This article is an external press release originally published on the Landlord News website, which has now been migrated to the Just Landlords blog.
Encouraging new figures suggests that mortgage lending within the UK may be showing signs of a recovery.
The statistics from the Council of Mortgage Lenders (CML) indicate that total mortgage lending hit £16.5bn in March. This was 21% higher than results recorded in February.
However, lending is down 12% in the first quarter of 2015, in comparison to the final three months of 2014. Additionally, lending is down 3% on a year-on-year basis.[1]
More positively, lending in March was up 7% on the same month last year.
Stabilising
CML chief economist Bob Pannell believes that the results suggest that the market is beginning to become stabilised. Pannell said that, ‘sentiment and activity are showing early signs of improvement, and should be further supported by the effects of stamp duty reform.’ He went on to state that, ‘we expect to see lending strengthen over the next few months, albeit from a relatively sluggish start in 2015.’[2]
Buy-to-let lending however continues to go from strength-to-strength. Data released from the Bank of England indicates that gross overall lending for buy-to-let investment purposes during 2014 was £27.4bn.[3]

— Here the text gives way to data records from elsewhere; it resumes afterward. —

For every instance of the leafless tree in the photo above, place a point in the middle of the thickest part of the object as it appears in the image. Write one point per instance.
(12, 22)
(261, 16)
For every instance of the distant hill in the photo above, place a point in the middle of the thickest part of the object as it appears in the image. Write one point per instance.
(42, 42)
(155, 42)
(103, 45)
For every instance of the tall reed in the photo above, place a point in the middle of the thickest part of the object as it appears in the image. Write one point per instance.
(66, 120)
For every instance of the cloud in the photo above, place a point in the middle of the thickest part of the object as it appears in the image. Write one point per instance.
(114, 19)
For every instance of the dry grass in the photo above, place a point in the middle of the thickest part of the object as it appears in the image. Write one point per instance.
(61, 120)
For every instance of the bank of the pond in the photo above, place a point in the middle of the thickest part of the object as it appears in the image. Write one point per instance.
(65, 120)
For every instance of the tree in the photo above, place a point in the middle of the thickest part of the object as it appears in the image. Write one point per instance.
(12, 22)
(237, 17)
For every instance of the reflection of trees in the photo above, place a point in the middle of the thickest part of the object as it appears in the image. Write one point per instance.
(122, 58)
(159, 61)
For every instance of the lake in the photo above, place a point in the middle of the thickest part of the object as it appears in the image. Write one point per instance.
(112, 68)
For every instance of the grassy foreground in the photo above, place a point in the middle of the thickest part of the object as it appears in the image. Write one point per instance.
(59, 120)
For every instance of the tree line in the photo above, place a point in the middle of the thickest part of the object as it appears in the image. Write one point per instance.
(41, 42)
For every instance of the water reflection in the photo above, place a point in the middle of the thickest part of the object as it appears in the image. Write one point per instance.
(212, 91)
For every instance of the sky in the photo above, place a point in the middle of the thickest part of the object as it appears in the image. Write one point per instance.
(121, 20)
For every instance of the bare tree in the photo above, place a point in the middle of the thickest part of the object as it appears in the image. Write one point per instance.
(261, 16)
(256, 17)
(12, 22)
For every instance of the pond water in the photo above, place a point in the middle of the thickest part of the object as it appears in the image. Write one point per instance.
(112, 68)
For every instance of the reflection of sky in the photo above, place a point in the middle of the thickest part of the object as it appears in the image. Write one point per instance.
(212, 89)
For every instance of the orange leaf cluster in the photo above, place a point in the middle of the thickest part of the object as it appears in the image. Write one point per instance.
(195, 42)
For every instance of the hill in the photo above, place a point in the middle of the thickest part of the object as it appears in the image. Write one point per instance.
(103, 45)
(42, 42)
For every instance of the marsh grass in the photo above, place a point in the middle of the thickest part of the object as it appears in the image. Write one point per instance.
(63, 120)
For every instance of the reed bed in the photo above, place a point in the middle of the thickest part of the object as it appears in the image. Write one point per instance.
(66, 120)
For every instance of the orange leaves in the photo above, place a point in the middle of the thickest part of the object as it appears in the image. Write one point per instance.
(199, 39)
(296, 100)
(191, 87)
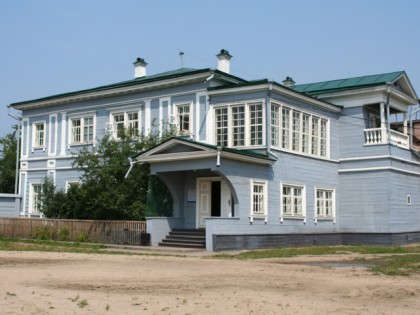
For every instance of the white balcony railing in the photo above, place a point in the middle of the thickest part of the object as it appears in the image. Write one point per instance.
(379, 136)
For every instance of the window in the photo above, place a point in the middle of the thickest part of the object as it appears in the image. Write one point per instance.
(285, 128)
(298, 131)
(238, 122)
(36, 197)
(126, 122)
(239, 125)
(221, 116)
(256, 124)
(324, 203)
(275, 125)
(293, 201)
(183, 117)
(39, 135)
(258, 198)
(315, 133)
(81, 130)
(305, 133)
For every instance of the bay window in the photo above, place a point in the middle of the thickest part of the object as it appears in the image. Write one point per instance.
(298, 131)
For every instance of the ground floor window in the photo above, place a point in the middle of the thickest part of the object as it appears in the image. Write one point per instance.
(293, 201)
(324, 201)
(36, 197)
(258, 199)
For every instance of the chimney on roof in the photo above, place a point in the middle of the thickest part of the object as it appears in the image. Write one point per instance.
(139, 68)
(224, 61)
(288, 82)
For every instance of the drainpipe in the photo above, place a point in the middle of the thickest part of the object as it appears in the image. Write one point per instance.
(388, 125)
(411, 125)
(218, 156)
(131, 166)
(19, 119)
(268, 119)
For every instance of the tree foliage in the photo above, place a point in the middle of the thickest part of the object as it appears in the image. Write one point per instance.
(8, 146)
(104, 193)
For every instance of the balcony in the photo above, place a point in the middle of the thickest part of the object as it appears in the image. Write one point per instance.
(375, 136)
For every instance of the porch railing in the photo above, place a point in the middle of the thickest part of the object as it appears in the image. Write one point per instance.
(379, 136)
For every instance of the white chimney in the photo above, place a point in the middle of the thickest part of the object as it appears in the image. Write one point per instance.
(224, 61)
(288, 82)
(139, 68)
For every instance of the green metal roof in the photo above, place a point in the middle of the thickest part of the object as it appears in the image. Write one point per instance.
(185, 139)
(142, 80)
(347, 84)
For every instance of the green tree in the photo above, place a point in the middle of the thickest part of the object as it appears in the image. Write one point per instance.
(8, 146)
(104, 192)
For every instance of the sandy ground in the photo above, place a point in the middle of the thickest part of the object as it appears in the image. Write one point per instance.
(61, 283)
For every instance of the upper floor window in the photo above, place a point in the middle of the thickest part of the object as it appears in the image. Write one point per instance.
(293, 201)
(324, 201)
(36, 197)
(183, 118)
(38, 135)
(239, 125)
(126, 122)
(298, 131)
(82, 130)
(258, 199)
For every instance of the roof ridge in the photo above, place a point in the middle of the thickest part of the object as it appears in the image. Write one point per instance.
(352, 78)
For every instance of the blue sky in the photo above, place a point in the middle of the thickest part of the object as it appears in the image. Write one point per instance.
(49, 47)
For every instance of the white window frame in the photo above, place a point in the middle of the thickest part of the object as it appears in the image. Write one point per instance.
(296, 131)
(35, 135)
(82, 126)
(293, 187)
(323, 216)
(263, 214)
(71, 183)
(176, 107)
(245, 126)
(33, 209)
(126, 122)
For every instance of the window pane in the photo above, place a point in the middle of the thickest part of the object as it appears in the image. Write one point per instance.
(183, 113)
(76, 130)
(275, 125)
(221, 126)
(296, 131)
(238, 123)
(285, 128)
(88, 130)
(256, 124)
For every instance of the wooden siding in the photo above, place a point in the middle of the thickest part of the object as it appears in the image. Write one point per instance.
(260, 241)
(107, 232)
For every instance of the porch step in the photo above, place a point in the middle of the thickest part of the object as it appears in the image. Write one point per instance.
(185, 238)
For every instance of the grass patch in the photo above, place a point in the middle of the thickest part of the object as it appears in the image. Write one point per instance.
(402, 260)
(48, 246)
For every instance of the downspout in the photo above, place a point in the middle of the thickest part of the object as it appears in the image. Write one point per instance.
(19, 119)
(388, 125)
(411, 125)
(129, 169)
(268, 119)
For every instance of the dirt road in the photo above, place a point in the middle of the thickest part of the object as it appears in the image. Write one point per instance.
(62, 283)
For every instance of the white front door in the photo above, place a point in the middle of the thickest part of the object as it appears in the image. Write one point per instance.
(226, 202)
(221, 194)
(204, 201)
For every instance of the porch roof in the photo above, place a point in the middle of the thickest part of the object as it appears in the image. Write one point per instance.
(347, 84)
(165, 152)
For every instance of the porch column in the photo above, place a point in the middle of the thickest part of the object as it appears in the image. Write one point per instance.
(383, 122)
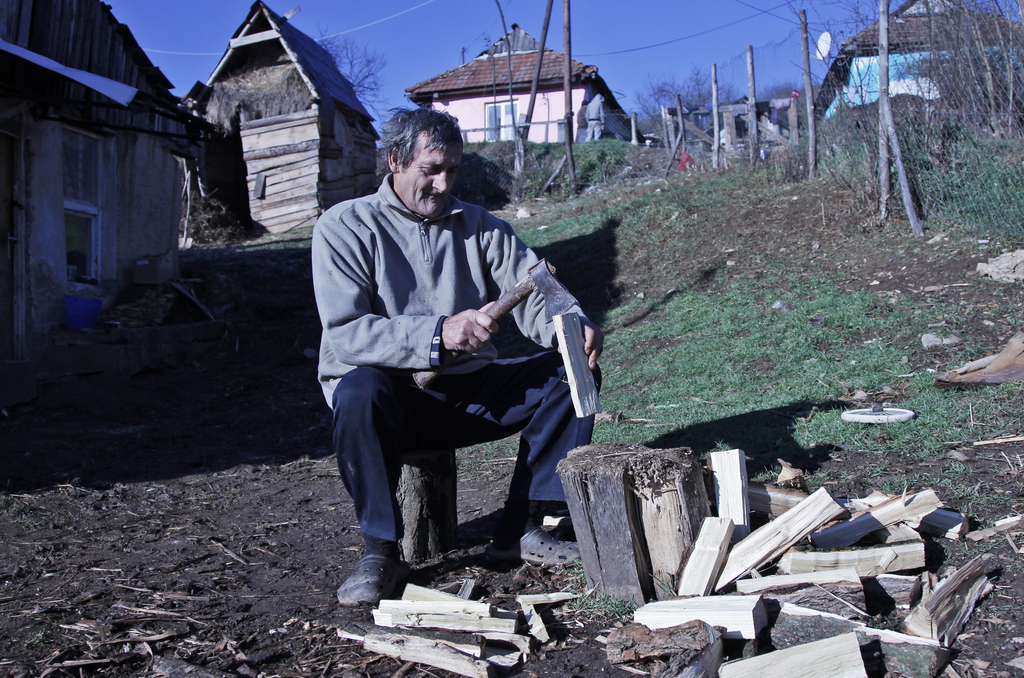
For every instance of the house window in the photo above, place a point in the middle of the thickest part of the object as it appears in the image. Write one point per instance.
(501, 118)
(81, 189)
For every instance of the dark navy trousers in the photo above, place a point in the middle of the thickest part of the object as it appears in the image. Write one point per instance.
(377, 417)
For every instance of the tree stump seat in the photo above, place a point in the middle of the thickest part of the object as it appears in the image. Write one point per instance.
(426, 498)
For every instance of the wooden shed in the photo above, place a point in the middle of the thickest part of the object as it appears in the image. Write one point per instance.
(305, 140)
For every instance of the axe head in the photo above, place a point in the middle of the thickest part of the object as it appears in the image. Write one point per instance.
(557, 299)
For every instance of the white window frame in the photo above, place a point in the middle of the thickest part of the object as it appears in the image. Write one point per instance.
(509, 112)
(89, 210)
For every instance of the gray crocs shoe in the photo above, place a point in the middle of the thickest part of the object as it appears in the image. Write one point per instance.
(539, 548)
(374, 578)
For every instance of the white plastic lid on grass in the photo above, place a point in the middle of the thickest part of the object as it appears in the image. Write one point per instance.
(879, 415)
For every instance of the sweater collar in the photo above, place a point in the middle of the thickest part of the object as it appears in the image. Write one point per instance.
(390, 198)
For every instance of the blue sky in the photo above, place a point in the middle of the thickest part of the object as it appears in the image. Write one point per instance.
(630, 42)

Gross buy-to-let advances for remortgaging have also substantially increased during recent years. When figures for overall mortgaging are considered, buy-to-let advances went from having a 32% in 2002 to 52% in 2014.[4]
Fighting the nerves
David Whittaker, managing director of Mortgages for Business, believes that buy-to-let is not experiencing the pre-election jitters seen elsewhere in the housing homeowner market. Whittaker said that, ‘election uncertainty might be putting some people off buying a home, but in the meantime millions of tenants still need somewhere to live and landlords are investing in new properties, as buy-to-let mortgage rates reach new lows.’[5]
Whittaker also believes that, ‘rents are picking up on the back of a strengthening jobs market, supporting yields while steady price growth is still providing an additional bonus of capital growth to many landlords.’[6]
Uncertainty
However, Mr Whittaker suggested that there might be clouds on the horizon, saying that, ‘the latest noises from the Bank of England indicate how the powers that be seem as unsure about the future path of interest rates.’ He remains confident however that, ‘when rates do rise, landlords will be in a better position to stand up to headwinds than a year ago as their tenant’ financial health improves.’[7]